Voor verwerken en bewaren van bijzondere persoonsgegeven gelden strengere regels. Bijzondere persoonsgegevens zijn Burgerservicenummers (BSN) of gegevens die iets zeggen over ras, gezondheid, politieke voorkeur, seksueel leven of godsdienst van een persoon. De verwerking van bijzondere persoonsgegevens is verboden, tenzij u zich kunt beroepen op een wettelijke uitzondering én op één van de grondslagen voor het verwerken van ‘gewone’ persoonsgegevens. Meer informatie vindt u op: https://autoriteitpersoonsgegevens.nl/nl/onderwerpen/avg-nieuwe-europese-privacywetgeving/mag-u-persoonsgegevens-verwerken#wanneer-mag-u-bijzondere-persoonsgegevens-verwerken-6341
De Algemene verordening gegevensbescherming (AVG) legt de verantwoordelijkheid bij u als bedrijf om aan te tonen dat u aan de privacyregels voldoet. De AVG-regels dwingen u om goed na te denken over hoe uw organisatie persoonsgegevens verwerkt en beschermt. De verantwoordingsplicht houdt in dat u moet kunnen aantonen dat uw verwerkingen aan de regels van de AVG voldoen. Dit is wettelijk verplichte wetgeving.
Verwerkingsregister
Als ondernemer laat u zien dat uw bedrijf zich aan de privacywet houdt door alle persoonsgegevens die uw bedrijf verwerkt nauwkeurig te documenteren in een verwerkingsregister. Hierin legt u vast welke persoonsgegevens uw bedrijf verzamelt, met welk doel, en voor hoelang. U mag zelf weten hoe u het register opstelt. Als de Autoriteit Persoonsgegevens daar om vraagt, moet u het register direct kunnen laten zien. Het bijhouden van een register van verwerkingsactiviteiten is onderdeel van de verantwoordingsplicht. Meer informatie over het opstellen van een register en de eisen waaraan u moet voldoen vindt u op de website van de Autoriteit Persoonsgegevens: http://www.autoriteitpersoonsgegevens.nl/onderwerpen/avg-europese-privacywetgeving/verantwoordingsplicht
Privacy rechten
Op grond van de AVG hebben de mensen van wie u persoonsgegevens verwerkt meer en verbeterde privacy rechten. Zorg ervoor dat zij hun privacy rechten goed kunnen uitoefenen. Denk daarbij aan het recht op inzage en het recht op correctie en verwijdering. Maar houdt ook rekening met het recht op dataportabiliteit. Bij dit recht moet u ervoor zorgen dat betrokkenen hun gegevens makkelijk kunnen krijgen en vervolgens kunnen doorgeven aan een andere organisatie als ze dat willen.

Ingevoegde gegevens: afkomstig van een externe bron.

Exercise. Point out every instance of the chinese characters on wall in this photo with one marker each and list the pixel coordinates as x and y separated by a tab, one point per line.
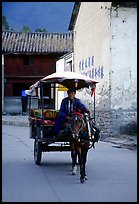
86	67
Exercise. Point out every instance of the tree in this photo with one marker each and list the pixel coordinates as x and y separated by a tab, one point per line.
5	25
26	29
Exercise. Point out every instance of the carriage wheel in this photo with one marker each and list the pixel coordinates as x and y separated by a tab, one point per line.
37	152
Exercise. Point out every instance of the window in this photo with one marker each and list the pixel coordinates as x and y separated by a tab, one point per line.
28	60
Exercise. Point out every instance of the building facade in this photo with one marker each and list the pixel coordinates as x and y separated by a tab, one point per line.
105	48
28	57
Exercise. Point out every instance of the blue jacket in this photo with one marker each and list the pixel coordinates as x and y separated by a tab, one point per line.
77	104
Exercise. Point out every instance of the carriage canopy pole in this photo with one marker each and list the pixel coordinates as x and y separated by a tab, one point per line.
94	105
93	92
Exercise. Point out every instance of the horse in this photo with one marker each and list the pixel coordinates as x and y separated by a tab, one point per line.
82	139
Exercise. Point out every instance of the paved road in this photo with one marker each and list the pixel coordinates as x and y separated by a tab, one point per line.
112	173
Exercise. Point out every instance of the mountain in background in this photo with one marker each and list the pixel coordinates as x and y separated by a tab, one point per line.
52	16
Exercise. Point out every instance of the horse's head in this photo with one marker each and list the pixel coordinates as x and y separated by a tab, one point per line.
77	124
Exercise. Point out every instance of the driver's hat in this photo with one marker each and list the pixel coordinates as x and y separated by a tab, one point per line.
71	90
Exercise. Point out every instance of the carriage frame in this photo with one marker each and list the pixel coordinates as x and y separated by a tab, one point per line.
42	118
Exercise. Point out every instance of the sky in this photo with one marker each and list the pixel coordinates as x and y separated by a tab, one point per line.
52	16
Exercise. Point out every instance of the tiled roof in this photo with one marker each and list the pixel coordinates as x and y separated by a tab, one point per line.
18	42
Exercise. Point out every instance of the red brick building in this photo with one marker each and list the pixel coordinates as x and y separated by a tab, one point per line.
30	56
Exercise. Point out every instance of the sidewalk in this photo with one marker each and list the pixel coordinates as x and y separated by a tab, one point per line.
121	141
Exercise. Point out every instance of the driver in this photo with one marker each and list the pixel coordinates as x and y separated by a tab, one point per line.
68	105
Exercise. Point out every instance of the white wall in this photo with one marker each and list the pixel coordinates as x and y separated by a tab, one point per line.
105	49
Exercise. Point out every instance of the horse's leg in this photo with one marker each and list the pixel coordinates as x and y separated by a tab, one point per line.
84	156
74	159
82	177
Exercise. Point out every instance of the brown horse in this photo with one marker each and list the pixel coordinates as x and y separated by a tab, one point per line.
81	142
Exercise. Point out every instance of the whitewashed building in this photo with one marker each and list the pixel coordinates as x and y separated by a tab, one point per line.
105	48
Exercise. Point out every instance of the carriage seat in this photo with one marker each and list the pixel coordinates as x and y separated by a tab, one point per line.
49	115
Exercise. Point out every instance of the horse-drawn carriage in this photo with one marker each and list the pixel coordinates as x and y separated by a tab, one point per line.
43	114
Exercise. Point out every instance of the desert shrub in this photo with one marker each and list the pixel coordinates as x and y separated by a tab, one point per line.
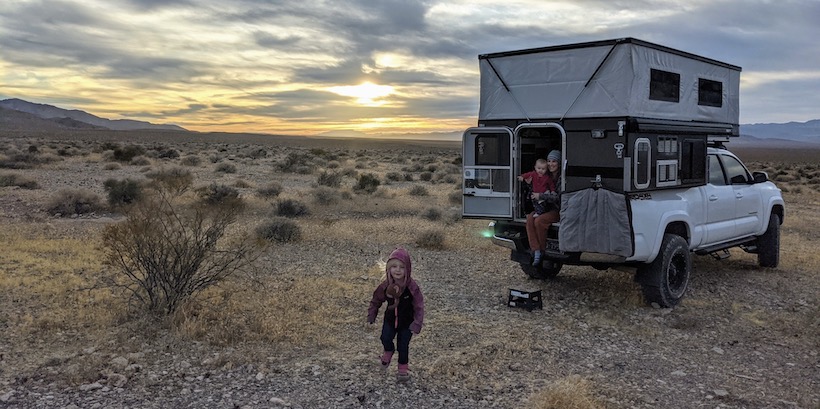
431	239
291	208
69	202
166	252
26	160
331	179
367	183
14	179
174	179
296	162
167	153
418	190
350	172
242	184
455	197
272	189
127	153
257	153
226	168
431	213
280	229
324	195
219	194
140	161
190	160
122	192
415	167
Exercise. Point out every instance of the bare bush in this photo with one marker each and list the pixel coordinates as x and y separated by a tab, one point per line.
291	208
167	252
280	229
432	239
15	179
122	192
272	189
68	202
175	179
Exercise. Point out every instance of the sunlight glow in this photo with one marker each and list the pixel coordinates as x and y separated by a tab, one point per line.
365	93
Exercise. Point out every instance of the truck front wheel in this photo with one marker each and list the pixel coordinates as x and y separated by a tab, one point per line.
768	244
664	280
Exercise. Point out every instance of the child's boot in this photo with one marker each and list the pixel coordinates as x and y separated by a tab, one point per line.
404	373
536	260
386	357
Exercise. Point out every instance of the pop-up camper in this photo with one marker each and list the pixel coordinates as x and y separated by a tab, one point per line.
633	121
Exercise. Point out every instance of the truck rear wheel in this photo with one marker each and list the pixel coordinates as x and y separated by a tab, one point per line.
547	269
768	244
664	280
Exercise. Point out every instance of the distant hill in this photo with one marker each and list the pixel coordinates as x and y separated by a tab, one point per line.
72	118
793	131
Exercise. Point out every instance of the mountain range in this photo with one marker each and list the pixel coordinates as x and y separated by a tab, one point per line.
19	114
23	115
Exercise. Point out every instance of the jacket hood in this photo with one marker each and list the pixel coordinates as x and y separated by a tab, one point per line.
403	256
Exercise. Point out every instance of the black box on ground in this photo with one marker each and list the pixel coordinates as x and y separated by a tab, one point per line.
526	299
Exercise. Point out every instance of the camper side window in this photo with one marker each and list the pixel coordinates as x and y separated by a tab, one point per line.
643	163
710	93
664	85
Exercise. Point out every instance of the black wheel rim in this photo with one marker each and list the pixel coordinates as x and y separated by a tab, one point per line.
676	275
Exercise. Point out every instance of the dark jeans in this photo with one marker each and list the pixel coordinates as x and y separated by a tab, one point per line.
402	336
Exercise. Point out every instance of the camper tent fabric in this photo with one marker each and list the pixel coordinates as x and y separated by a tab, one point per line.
551	84
595	220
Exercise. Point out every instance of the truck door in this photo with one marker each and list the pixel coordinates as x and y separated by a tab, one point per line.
720	205
487	159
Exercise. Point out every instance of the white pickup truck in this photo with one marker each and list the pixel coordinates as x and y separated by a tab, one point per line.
643	186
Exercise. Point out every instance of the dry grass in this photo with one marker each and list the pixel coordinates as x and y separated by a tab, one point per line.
572	392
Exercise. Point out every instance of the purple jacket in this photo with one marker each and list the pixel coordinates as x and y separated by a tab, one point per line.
380	294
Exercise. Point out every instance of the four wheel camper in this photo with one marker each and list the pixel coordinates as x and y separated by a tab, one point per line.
633	121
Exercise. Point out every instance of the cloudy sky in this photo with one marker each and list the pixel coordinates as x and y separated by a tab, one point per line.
373	66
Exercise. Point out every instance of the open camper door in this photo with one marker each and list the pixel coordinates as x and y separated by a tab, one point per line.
487	159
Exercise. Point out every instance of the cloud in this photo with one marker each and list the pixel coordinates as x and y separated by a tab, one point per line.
263	65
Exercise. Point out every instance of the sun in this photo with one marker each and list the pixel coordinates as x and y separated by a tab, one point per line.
366	93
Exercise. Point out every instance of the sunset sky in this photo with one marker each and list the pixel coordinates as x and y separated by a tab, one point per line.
379	67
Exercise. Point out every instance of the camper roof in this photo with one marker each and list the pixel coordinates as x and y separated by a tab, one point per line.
609	42
612	78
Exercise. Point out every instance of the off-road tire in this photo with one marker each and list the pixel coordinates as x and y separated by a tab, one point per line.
768	244
547	270
664	280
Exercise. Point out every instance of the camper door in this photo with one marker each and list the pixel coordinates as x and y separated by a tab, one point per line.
488	177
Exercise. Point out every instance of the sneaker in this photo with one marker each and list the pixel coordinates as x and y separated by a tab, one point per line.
385	359
536	260
404	373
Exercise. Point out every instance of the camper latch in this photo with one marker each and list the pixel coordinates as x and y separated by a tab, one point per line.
597	184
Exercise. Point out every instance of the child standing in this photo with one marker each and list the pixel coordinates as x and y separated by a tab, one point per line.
546	196
404	315
540	182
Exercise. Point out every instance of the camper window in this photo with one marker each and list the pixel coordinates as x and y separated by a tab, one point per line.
664	85
710	93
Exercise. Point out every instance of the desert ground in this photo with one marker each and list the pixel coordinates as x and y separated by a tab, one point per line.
289	330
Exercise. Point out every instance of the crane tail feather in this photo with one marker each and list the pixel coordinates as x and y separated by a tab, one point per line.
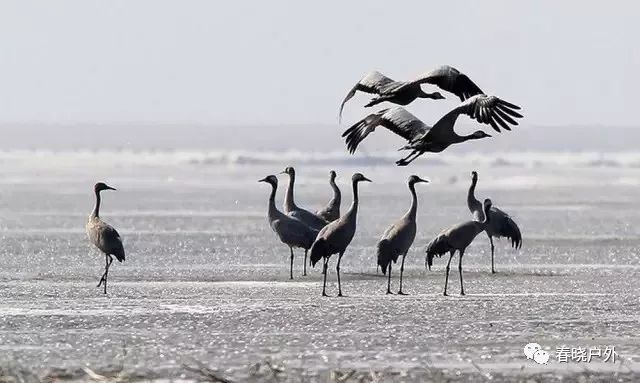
384	254
319	250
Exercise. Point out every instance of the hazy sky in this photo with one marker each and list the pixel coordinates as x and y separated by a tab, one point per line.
271	62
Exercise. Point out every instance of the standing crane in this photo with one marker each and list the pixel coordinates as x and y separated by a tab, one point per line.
336	236
405	92
103	236
398	238
501	224
422	138
291	231
457	237
331	212
308	218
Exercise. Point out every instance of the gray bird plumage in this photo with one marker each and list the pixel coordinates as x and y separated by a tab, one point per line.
398	238
103	236
397	92
501	224
291	231
336	236
422	138
331	212
308	218
457	237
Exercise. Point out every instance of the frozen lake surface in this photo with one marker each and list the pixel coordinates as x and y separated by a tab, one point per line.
206	281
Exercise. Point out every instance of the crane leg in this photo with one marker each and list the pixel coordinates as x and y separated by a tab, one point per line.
103	280
291	267
460	253
493	248
446	277
389	280
400	292
338	272
324	271
305	262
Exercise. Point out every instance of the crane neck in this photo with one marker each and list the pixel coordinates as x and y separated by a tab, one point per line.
273	211
289	203
414	202
472	202
486	220
96	210
354	205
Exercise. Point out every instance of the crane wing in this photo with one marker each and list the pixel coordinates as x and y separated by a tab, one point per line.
451	80
396	119
108	240
505	226
485	109
292	231
374	82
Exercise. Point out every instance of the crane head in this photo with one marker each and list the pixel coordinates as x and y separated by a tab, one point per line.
487	206
100	186
270	179
480	134
288	170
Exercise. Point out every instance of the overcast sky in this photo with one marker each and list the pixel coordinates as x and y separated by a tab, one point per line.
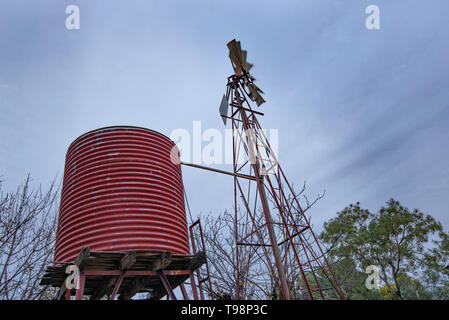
363	114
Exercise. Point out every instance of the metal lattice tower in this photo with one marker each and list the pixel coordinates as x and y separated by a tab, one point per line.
269	220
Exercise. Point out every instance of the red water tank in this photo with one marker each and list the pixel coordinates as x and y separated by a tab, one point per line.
121	192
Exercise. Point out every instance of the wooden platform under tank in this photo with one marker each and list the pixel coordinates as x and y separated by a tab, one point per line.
125	273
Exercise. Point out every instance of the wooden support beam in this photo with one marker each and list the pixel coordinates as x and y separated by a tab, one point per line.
83	258
162	262
198	260
128	260
104	288
139	283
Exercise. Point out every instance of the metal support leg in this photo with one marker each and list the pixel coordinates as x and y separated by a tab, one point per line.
80	290
184	292
117	286
192	284
167	286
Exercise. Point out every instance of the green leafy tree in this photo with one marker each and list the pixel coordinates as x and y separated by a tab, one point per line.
405	245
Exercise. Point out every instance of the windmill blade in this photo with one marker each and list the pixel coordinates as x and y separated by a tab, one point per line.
254	94
247	66
235	54
238	57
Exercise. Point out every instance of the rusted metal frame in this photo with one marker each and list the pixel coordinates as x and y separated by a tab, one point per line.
315	259
291	242
247	109
198	273
284	287
237	262
289	237
193	286
280	170
133	273
335	282
267	147
200	281
257	232
218	170
117	285
184	292
253	220
252	232
80	289
294	235
166	285
283	281
207	265
284	198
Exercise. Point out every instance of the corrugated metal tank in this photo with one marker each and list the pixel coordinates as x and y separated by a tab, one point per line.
121	192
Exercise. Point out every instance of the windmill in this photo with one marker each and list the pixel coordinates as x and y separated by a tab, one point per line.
269	219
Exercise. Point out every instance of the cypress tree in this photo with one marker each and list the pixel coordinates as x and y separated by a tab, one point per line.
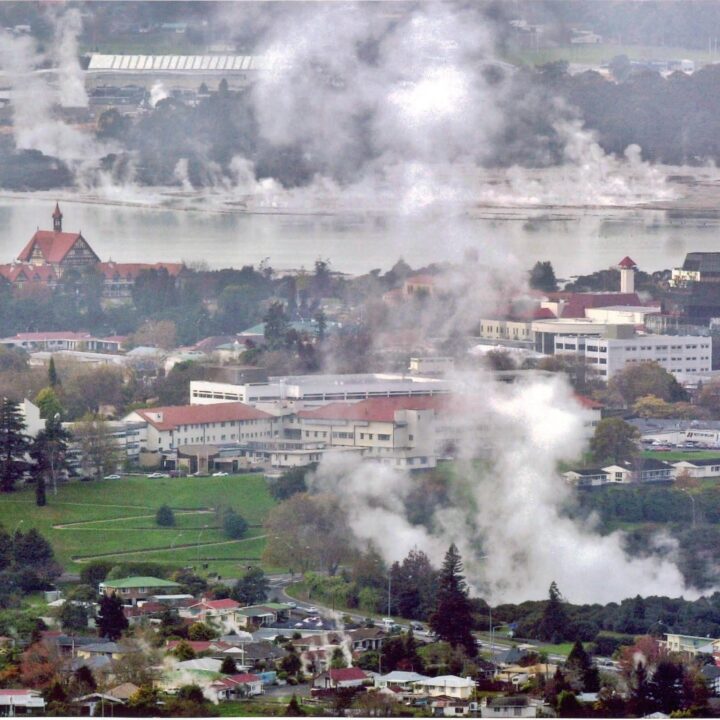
452	619
13	445
53	377
111	620
554	623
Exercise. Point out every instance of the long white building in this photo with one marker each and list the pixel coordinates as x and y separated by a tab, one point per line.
318	389
683	356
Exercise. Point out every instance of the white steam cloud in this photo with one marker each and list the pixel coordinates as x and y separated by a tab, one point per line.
506	515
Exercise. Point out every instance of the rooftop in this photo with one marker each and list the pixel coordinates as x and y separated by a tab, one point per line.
138	582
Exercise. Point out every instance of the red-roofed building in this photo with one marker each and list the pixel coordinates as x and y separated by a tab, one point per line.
211	610
337	678
398	431
21	702
169	428
50	253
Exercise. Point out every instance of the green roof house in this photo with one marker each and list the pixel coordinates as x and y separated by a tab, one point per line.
132	589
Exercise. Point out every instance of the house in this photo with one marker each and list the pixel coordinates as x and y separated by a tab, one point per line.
110	650
364	639
60	250
133	589
233	687
209	610
21	702
586	477
688	644
336	678
444	706
711	675
709	467
99	704
231	423
448	685
511	706
267	614
399	679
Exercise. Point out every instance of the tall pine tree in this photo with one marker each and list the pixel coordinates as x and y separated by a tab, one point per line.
111	620
14	444
554	626
452	618
49	451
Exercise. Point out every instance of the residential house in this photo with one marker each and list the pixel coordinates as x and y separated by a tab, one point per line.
99	704
211	610
110	650
688	644
258	615
645	470
21	702
131	590
586	477
234	687
711	675
445	706
337	678
364	639
399	679
447	685
709	467
511	706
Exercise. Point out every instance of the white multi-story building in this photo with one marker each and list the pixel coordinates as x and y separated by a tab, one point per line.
318	389
683	356
168	428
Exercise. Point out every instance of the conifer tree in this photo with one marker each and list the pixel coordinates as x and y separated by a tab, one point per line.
554	623
111	621
452	619
14	444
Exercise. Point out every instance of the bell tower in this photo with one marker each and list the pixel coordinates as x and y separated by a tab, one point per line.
57	219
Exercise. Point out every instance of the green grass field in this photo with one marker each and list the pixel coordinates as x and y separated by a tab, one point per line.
115	520
604	52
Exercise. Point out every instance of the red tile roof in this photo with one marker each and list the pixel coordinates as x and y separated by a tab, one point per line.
58	335
53	246
577	303
543	314
170	417
18	272
344	674
589	403
226	604
374	409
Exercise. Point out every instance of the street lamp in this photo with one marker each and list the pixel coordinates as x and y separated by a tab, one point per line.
202	530
692	499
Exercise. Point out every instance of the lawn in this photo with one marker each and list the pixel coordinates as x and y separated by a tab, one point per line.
604	52
116	520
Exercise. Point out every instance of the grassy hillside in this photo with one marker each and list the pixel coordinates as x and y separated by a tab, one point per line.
115	519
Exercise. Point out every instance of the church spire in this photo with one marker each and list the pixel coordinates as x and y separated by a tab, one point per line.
57	218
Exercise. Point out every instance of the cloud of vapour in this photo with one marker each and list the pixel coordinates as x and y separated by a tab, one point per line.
507	512
37	93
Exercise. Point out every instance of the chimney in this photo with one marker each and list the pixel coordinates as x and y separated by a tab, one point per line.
627	268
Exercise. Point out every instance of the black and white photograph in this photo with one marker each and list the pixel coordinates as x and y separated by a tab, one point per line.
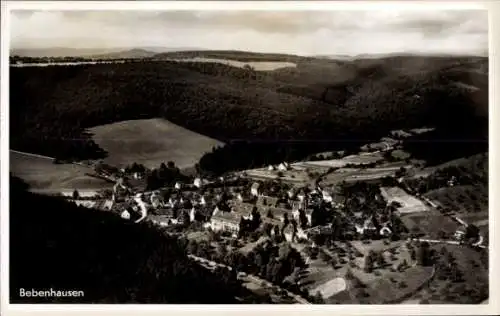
211	156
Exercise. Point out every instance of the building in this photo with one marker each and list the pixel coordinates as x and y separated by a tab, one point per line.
254	190
283	166
161	220
460	233
226	221
198	182
289	233
125	215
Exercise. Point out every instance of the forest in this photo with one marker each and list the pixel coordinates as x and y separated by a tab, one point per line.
263	117
65	247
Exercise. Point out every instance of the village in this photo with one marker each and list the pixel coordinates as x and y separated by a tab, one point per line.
347	217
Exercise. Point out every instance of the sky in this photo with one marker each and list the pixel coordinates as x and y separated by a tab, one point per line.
292	32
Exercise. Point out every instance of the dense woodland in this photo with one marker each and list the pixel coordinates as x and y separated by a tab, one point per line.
264	117
66	247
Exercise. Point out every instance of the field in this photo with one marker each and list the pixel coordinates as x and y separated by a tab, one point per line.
45	176
432	224
410	204
339	163
472	290
385	284
151	142
256	65
331	287
462	199
294	175
352	175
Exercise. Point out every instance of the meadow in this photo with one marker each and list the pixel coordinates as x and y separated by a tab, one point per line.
44	176
151	142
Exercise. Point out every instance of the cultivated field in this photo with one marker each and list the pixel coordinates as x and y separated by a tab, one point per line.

Ook kunnen mensen bij de Autoriteit Persoonsgegevens een klacht indienen over de manier waarop u met hun gegevens omgaat. Een verwerkingsregister komt hierbij van pas.
Beveiliging persoonsgegevens
Bedrijven die persoonsgegevens verwerken moeten deze volgens de AVG beveiligen. U moet beveiligingsmaatregelen nemen om persoonsgegevens onbegrijpelijk of ontoegankelijk te maken voor onbevoegden, zoals het versleutelen van gegevens (encryptie) of wachtwoordbeveiliging op het document. Encryptie is het versleutelen van informatie om die te beveiligen tegen cybercriminelen. Dit gebeurt aan de hand van een moeilijke wiskundige formule (algoritme). Dit kan op verschillende manieren:
1. Alle data op een computer versleutelen
Dit kan met software van bijvoorbeeld Sophos, Eset en Kaspersky. Bij het gebruik van deze software wordt er een encryptiesleutel (key) aangemaakt, die u nodig heeft om de documenten te ontsleutelen. Windows 10 heeft een gratis ingebouwde encryptietool: BitLocker.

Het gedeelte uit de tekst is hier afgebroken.